Pérail: el queso de oveja a la sombra del roquefort
El Pérail es un queso de pasta blanda de leche de oveja del sur del Aveyron: un disco que apenas cubre la palma de la mano, con una corteza blanca fina como la del camembert y una pasta que a temperatura ambiente se escapa por los bordes. El nombre le viene del occitano: peralh significa sencillamente "queso", porque en la comarca de los Grands Causses estaba claro que no hacía falta precisar cuál.
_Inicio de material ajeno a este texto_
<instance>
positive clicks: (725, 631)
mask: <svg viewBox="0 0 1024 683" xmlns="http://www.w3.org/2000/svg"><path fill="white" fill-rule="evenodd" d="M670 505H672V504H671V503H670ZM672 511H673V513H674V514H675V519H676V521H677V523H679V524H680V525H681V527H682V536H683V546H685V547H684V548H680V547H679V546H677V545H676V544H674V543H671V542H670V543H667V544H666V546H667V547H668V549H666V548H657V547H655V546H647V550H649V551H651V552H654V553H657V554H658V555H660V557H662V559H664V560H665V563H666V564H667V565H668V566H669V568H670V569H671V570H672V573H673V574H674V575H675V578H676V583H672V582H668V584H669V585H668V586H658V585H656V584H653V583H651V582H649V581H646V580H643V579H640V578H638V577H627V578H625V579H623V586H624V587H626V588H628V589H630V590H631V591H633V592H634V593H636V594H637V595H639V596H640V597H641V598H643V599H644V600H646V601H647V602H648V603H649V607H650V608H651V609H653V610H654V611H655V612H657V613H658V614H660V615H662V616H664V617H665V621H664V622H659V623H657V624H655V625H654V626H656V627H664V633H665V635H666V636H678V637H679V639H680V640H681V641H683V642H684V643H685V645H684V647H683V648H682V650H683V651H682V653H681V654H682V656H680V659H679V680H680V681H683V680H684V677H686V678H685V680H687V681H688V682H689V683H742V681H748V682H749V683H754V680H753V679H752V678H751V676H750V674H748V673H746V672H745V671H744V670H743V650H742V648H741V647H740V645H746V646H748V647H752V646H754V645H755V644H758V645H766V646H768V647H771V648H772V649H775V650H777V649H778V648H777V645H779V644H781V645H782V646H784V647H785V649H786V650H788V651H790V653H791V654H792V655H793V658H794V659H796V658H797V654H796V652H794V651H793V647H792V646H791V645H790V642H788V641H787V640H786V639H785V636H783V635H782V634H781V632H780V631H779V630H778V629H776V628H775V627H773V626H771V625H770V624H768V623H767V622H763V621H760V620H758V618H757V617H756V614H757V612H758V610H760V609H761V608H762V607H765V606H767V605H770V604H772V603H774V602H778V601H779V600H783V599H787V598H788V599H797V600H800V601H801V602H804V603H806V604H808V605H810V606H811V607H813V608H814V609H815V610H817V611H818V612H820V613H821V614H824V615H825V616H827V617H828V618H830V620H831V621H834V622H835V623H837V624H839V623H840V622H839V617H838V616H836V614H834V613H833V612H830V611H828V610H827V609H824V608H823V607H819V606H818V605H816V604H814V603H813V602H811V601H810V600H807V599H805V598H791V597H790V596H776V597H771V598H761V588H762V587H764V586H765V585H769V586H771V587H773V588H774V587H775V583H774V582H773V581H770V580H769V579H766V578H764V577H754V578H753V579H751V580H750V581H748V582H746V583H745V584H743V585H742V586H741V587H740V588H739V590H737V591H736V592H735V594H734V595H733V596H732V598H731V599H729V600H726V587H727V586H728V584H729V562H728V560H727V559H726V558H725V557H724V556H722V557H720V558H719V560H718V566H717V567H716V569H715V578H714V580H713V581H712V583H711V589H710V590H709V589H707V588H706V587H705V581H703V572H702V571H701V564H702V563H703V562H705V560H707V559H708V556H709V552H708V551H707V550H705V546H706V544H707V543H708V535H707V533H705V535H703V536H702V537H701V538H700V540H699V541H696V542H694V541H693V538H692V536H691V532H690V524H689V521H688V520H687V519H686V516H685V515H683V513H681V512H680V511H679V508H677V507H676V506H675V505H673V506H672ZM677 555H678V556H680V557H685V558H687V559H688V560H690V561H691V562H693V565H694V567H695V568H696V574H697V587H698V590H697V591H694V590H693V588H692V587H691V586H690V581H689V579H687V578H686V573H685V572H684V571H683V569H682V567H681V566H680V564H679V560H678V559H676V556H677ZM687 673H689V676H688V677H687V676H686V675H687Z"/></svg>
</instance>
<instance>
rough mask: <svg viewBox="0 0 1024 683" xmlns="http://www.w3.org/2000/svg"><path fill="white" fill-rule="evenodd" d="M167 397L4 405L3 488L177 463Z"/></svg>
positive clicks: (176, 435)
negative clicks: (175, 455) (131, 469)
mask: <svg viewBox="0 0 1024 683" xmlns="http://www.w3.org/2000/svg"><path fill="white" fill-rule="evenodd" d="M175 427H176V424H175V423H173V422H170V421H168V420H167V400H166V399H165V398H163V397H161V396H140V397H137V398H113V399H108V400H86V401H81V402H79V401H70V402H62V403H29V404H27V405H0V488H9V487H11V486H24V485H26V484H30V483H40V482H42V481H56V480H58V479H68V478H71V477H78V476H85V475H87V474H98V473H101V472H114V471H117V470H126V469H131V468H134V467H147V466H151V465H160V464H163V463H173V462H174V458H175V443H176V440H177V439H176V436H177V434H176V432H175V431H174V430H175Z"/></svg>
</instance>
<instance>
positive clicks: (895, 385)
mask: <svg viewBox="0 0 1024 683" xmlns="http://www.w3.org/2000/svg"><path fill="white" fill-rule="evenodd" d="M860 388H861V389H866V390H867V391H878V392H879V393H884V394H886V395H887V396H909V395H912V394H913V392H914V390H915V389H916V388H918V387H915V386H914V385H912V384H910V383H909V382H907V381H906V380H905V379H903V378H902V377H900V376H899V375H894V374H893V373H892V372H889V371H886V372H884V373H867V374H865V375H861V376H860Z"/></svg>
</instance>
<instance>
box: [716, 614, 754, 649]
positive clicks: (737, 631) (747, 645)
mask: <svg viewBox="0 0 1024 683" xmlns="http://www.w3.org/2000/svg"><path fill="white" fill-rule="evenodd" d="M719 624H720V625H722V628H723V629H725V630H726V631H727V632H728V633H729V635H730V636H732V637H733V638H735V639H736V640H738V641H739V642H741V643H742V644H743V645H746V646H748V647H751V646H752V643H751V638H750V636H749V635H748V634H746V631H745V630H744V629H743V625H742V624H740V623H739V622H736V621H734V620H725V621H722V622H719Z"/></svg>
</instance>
Aparece mencionado ya en los documentos de la abadía de Sylvanès del siglo XII, pero durante casi toda su historia fue un queso de aprovechamiento: las mujeres de las granjas lo hacían con la leche de las ovejas de raza Lacaune al final de la temporada de ordeño, cuando las queserías del roquefort dejaban de comprarla. En esa misma comarca, por cierto, baten el queso con el puré de patata y lo llaman aligot.
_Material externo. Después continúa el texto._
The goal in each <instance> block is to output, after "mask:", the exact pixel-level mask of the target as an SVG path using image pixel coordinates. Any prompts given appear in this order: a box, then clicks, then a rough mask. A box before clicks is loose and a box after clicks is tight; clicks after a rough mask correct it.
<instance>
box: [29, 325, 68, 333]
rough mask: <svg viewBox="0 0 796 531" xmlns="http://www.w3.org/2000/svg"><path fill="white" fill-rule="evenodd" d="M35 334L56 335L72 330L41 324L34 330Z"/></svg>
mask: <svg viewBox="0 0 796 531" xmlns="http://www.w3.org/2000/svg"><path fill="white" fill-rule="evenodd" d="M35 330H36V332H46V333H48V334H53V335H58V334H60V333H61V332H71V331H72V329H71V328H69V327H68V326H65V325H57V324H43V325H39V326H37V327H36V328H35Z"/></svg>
La fama tampoco le llegó por la vía oficial. Los productores llevaban peleando desde 1994 por el prestigioso sello AOP, pero los pequeños obradores de granja y las lecherías industriales se pasaron un cuarto de siglo sin ponerse de acuerdo sobre unas normas comunes, así que el Pérail no consiguió la IGP, un sello europeo más modesto, hasta el 26 de mayo de 2025. Su vecino el roquefort, hecho con la leche de esas mismas ovejas, tiene el suyo desde 1925: un siglo entero antes. Hoy el Pérail lo elabora también Papillon, uno de los productores históricos de roquefort; el queso de los excedentes lo hacen ahora los mismos que antes dejaban esa leche sin comprar. Madura solo de siete a diez días y se come joven: solo o en una tabla de quesos, y si se tercia con una copa de vino francés.

Dónde compro yo el Pérail
No me ha hecho falta ir hasta el Aveyron a buscarlo. El Pérail se encuentra sin problema también en Chequia: yo lo compro en el mayorista Makro, donde el envase de 150 g sale por unos 5 EUR. La corteza es fina y aterciopelada, la pasta cremosa y fundente a temperatura ambiente, y el sabor, suave y lácteo, apenas salado, con un punto discreto a oveja en lugar de la aspereza que mucha gente se imagina en los quesos de oveja. El Pérail esperó treinta y un años el sello europeo. Al Makro checo llegó antes.
(De momento este artículo es solo el principio: iré añadiendo más quesos franceses poco a poco.)